Dunkin's New Eggy Butthole: A Review

Forgive me.

holes

Not too long ago I received a text from my colleague Claire Carusillo about a new menu item at Dunkin’. The text said: “What’s going on at Dunkin’ Donuts with the omelet bites shaped like donuts,” and the message was accompanied by this photo:

Claire Carusillo

I hadn’t yet seen these omelet bites; they were introduced only a few weeks ago. But Claire’s photo was enough to make me wonder: What’s going on at Dunkin’ Donuts with the Omelet Bites shaped like donuts?

As a foodie who is known for her egg trick, and a writer who has covered the goings-on at Dunkin’ at least twice, I felt it was my responsibility to encounter the Omelet Bites ($5.29) first-hand and bring word of the experience to you, even though the bites do not look tempting at all and in fact look quite hideous. Luckily I’m a brave culinary adventurer with limitless food-based curiosity (similar to Antoni from Queer Eye).

Of course, before experiencing the Omelet Bite in reality, I had a few questions about it:

  • Why is it shaped like that?

I guess I actually just had that one question. My guess was that someone in Dunkin’s test kitchen came up with the idea to cook Dunkin’s egg mixture in their silicone donut molds and market the result as a “new” product. I sort of fell in love with the thought of a resourceful employee pitching this idea; making magic out of what was available, like a hardscrabble mother who is doing a good job despite various difficulties. (The difficulties in this case I imagined to be supply chain issues.)

But some Googling revealed the fact that Starbucks has a similar product, known as Egg Bites ($4.95), and this is just a rip-off of that. Oh. Still, reusing their donut mold was inspired. Or so I thought.

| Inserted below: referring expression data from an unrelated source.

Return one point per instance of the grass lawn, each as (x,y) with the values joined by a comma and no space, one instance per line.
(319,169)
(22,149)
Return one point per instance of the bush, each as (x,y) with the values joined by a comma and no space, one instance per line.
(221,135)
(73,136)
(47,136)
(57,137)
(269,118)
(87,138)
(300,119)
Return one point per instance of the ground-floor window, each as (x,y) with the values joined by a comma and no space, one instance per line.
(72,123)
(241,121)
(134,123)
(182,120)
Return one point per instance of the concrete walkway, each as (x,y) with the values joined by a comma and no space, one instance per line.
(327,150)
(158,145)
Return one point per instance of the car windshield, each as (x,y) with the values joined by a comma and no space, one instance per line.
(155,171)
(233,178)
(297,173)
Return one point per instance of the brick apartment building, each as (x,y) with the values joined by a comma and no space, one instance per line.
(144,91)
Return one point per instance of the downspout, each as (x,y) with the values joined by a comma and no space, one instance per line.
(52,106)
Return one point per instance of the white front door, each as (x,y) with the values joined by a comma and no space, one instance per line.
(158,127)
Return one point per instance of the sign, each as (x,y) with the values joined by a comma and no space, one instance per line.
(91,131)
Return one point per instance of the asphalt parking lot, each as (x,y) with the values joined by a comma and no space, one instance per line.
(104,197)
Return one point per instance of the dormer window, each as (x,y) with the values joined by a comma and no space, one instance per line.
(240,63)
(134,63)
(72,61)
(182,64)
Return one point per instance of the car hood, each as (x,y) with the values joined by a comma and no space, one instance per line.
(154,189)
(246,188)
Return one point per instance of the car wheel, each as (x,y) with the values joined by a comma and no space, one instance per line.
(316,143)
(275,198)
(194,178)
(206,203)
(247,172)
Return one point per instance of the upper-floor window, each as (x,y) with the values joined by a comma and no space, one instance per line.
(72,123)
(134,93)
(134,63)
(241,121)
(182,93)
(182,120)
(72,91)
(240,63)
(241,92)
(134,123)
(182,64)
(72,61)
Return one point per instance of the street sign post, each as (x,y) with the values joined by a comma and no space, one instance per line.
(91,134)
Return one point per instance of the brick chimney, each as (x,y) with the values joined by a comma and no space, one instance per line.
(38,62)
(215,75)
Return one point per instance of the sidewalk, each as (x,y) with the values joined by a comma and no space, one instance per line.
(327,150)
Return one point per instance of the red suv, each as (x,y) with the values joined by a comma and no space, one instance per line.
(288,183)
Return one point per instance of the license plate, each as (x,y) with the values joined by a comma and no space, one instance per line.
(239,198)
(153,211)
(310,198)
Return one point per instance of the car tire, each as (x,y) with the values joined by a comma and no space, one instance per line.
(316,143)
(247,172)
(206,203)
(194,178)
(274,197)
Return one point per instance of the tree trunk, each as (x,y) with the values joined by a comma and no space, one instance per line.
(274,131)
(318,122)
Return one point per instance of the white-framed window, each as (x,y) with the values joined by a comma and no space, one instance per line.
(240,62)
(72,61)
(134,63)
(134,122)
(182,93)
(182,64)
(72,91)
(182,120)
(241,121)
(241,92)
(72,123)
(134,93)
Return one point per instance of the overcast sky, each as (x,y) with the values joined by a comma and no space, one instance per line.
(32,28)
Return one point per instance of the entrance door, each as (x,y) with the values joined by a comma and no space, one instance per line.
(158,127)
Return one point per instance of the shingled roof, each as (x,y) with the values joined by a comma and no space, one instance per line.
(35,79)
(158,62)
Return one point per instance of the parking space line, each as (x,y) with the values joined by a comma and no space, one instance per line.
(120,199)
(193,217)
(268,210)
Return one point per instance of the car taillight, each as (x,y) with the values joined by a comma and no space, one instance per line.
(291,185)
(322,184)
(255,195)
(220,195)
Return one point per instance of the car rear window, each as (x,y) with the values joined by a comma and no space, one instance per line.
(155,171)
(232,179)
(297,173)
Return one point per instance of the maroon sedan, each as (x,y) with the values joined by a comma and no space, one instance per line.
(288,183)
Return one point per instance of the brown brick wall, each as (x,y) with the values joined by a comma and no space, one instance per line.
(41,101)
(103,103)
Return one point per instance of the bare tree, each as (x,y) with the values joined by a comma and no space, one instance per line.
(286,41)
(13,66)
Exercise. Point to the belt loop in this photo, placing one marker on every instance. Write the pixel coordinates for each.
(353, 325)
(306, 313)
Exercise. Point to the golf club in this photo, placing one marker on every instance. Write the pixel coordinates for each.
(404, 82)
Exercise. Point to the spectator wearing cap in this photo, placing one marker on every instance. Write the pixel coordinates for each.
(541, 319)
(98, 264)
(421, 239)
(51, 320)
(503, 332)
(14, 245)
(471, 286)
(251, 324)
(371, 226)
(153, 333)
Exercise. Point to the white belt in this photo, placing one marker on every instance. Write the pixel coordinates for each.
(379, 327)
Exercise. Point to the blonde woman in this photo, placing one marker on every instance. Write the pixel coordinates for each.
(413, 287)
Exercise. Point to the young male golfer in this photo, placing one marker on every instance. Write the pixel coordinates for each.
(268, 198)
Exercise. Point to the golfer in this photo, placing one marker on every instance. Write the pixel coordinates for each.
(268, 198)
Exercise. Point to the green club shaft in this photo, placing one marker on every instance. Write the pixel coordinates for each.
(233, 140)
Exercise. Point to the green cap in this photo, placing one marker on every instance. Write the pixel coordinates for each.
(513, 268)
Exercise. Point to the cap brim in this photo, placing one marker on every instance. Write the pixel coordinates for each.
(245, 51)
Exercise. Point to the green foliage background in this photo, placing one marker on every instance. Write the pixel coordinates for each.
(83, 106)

What this image is supposed to show is that Dunkin’s Omelet Bites are, in fact, much smaller than their donuts, ruling out the possibility of the two items sharing the same baking apparatus. But what I know this image is actually showing is that the Omelet Bites look like the eggy butthole of a small egg-based animal.

I’m sorry to say so, and to show you this. I truly am. But more than I dislike saying butthole and talking about buttholes, I dislike lying about a plain truth, and the truth here is that these Omelet Bites look like little buttholes. Oh, which brings me back to their size. Here, I’ll put a Munchkin in the hole to more accurately show their smallness:

Really, more Munchkin-sized than donut-sized. And really, more bundt cake-shape than donut-shape. So they weren’t being creatively economical at all. They weren’t using the tools they already had at their disposal. They weren’t being hardscrabble mothers; they were being wasteful fathers. They had the idea for a donut-based egg product and created a new egg mold to fit it. But why is the egg product, with a hole, meant to be reminiscent of a donut?

Well, now my guess is that they think “donut shape” is their brand identity. Of course this angers me on behalf of donuts, due to the fact that Dunkin’ recently dropped “Donuts” from their brand name, so it’s kind of like … which is it, then? Do you hate donuts, or are donuts your main thing? Do you only like them when you can use them to rip off Starbucks in a way that is sort of different? Are you a fucking prick, or do you care (about donuts)? In terms of Dunkin’, the answer has never been more unclear.

And now to review the bites. They come in two flavors, bacon and cheddar or egg white and veggie, and I chose the latter. They tasted like the eggs that come in Dunkin’s egg white and veggie flatbread or Wake-Up Wrap options, because that’s the eggs that they are. Except now they’re in a chunk you eat with your hands — I don’t know why. They’re eggy, but somehow in sort of a sour way. They have chunks of I guess vegetables in them. They make your hand a little greasy, because you’re eating an omelet chunk with your hand. Not really a positive experience. Eat the buttholes if you want, but I’m not necessarily going to suggest it.